Heat Treatment for Enhancing Ir-Based Catalysts Enclosed in a Carbon Layer for Electrochemical Oxygen Evolution Reaction

Electrochemical water splitting is one of the environmentally friendly methods to produce H2 gas. However, the low cost-competitiveness of water electrolysis compared to other methods, including H2 production from natural gas, is a main hurdle for its commercial use. Therefore, continuous efforts need to be put into water electrolysis systems for improving their energy efficiency, and the development of more active and durable electrocatalysts is one of the critical requirements. This study introduces a simple synthetic procedure of iridium oxide (IrOx) nanoparticles covered by thin carbon shells and the methods to modulate the oxidation states of IrOx and the thickness of carbon shells.

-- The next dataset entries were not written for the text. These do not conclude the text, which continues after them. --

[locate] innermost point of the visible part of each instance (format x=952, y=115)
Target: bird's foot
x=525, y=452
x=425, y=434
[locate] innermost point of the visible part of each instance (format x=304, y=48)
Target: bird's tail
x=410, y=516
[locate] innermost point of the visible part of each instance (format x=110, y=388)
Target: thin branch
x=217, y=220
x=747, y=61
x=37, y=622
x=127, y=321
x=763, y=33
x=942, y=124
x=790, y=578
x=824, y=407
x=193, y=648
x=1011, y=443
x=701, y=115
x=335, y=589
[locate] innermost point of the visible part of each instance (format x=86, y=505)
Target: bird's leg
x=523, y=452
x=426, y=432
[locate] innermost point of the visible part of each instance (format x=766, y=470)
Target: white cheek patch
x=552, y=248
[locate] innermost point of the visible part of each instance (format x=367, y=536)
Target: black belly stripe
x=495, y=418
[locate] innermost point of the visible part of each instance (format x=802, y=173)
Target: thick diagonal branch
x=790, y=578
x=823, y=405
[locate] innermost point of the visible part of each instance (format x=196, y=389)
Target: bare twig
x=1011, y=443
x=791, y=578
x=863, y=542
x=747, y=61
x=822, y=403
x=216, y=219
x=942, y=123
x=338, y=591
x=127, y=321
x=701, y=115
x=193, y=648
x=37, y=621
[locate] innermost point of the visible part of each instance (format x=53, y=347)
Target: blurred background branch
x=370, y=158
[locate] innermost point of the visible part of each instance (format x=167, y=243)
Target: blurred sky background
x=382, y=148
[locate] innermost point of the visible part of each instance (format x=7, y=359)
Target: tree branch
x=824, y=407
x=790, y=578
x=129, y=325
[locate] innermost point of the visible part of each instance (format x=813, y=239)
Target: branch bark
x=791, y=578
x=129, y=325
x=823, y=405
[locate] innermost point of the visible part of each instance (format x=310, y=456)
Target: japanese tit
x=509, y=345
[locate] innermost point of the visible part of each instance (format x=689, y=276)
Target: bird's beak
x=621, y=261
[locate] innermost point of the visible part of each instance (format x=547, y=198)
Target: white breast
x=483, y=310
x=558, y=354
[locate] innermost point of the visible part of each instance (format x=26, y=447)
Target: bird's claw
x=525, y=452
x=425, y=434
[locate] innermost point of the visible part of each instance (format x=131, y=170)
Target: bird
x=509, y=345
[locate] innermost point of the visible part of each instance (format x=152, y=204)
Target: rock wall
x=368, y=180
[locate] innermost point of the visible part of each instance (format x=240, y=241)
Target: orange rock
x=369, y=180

The postheat treatment results in the transformation of metallic Ir to Ir4+ in IrOx and oxidative thinning of carbon shells. The synthesized IrOx catalysts are investigated for the electrochemical oxygen evolution reaction (OER). This study covers how the oxidation states of IrOx nanoparticles and carbon shells affect the performance and durability of the OER. Under the optimal conditions of both variables, a current density of 1 A·cm–2 is obtained at a cell voltage of 1.62 V from a single cell of proton exchange membrane water electrolysis (PEMWE).